Spark Inside say the programme is timely as it supports the recent shift in youth justice policy and practice to “child first” principles. In 2019, the Youth Justice Board published updated standards for services that focus on prioritising the needs of young people and their potential, build on individual’s strengths and capabilities, develop a pro-social identity for sustainable desistance from crime, and encourage participation and engagement from the young person.

“In policy terms, the non-directive approach and one-to-one support ensures we remain ‘child-first’,” explains Cardwell. “This means factors like developmental maturity can be identified and responded to, protecting the rights of the child.”

Long-term solutions

Spark Inside says life coaching is a “hidden tool” of increasing interest to youth justice services as they find long-term solutions for young people facing complex problems, and expects the number of participants in the pilot to rise as more YOSs join the programme.

Andrew Hillas, head of Southwark YOS, says: “The pilot is a great opportunity to support our young people to appreciate their own strengths and capacity for change, and we expect that to reflect positively in helping us as a service to avoid first-time entrants into the criminal justice system.

“We’re also focused on having strong ‘exit-plans’ for young people already on our caseloads, and we believe that the pilot’s one-to-one approach is a great strength there; desistence theory and wider research approaches are clear that long-term change is grounded in supportive relationships.”

Hillas believes professional life coaches can have a significant impact on young people.

“We have a volunteer mentoring service, which we greatly value, but we believe in the quality of the programme structure and its coaches – and that quality will be reflected in the results of the pilot,” he says. “That will contribute to keeping our young people out of the criminal justice system in the first place, or helping them develop a sense of themselves that allows them to grow social capital and flourish out in the world.”

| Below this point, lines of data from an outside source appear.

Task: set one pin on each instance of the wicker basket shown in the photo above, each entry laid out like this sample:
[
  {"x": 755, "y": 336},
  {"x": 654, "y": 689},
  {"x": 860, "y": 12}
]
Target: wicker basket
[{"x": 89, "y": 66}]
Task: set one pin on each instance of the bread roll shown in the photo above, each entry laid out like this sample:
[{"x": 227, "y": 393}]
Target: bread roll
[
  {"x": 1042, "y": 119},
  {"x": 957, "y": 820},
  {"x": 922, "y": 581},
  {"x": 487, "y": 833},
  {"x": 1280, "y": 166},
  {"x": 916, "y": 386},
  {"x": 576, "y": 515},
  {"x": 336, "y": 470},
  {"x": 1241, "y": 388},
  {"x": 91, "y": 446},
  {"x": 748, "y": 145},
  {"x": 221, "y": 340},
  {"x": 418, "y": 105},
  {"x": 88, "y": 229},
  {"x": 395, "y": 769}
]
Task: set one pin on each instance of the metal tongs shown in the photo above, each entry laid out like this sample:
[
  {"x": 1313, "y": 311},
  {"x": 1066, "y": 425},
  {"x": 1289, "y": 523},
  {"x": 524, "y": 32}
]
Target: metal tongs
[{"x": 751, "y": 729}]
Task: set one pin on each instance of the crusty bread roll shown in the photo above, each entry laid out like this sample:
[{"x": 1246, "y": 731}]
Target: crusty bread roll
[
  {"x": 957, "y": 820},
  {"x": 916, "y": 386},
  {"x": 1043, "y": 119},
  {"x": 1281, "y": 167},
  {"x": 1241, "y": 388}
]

SPARK INSIDE CUSTODY PROGRAMME OUTCOMES

In 2013, Spark Inside launched a 12-month pilot of Hero’s Journey involving eight 15- to 18-year-olds in Feltham and Cookham Wood YOIs.

This was commissioned by South London and North East London Resettlement consortia, multi-agency partnerships of youth offending teams, children’s services and others aiming to improve outcomes for under-18s emerging from custody. The consortia referred potential participants to the programme once they were six months away from release.

An independent evaluation found just one of the eight participants had been re-convicted a year after release. This was for a minor offence breaching probation conditions. Meanwhile, all eight were actively engaged in education, employment or training.

A subsequent three-year independent evaluation of Hero’s Journey from 2016-19 found that life-coaching made a clear, positive impact on the lives of over 350 young men in prison. Decision making and problem-solving improved by eight per cent.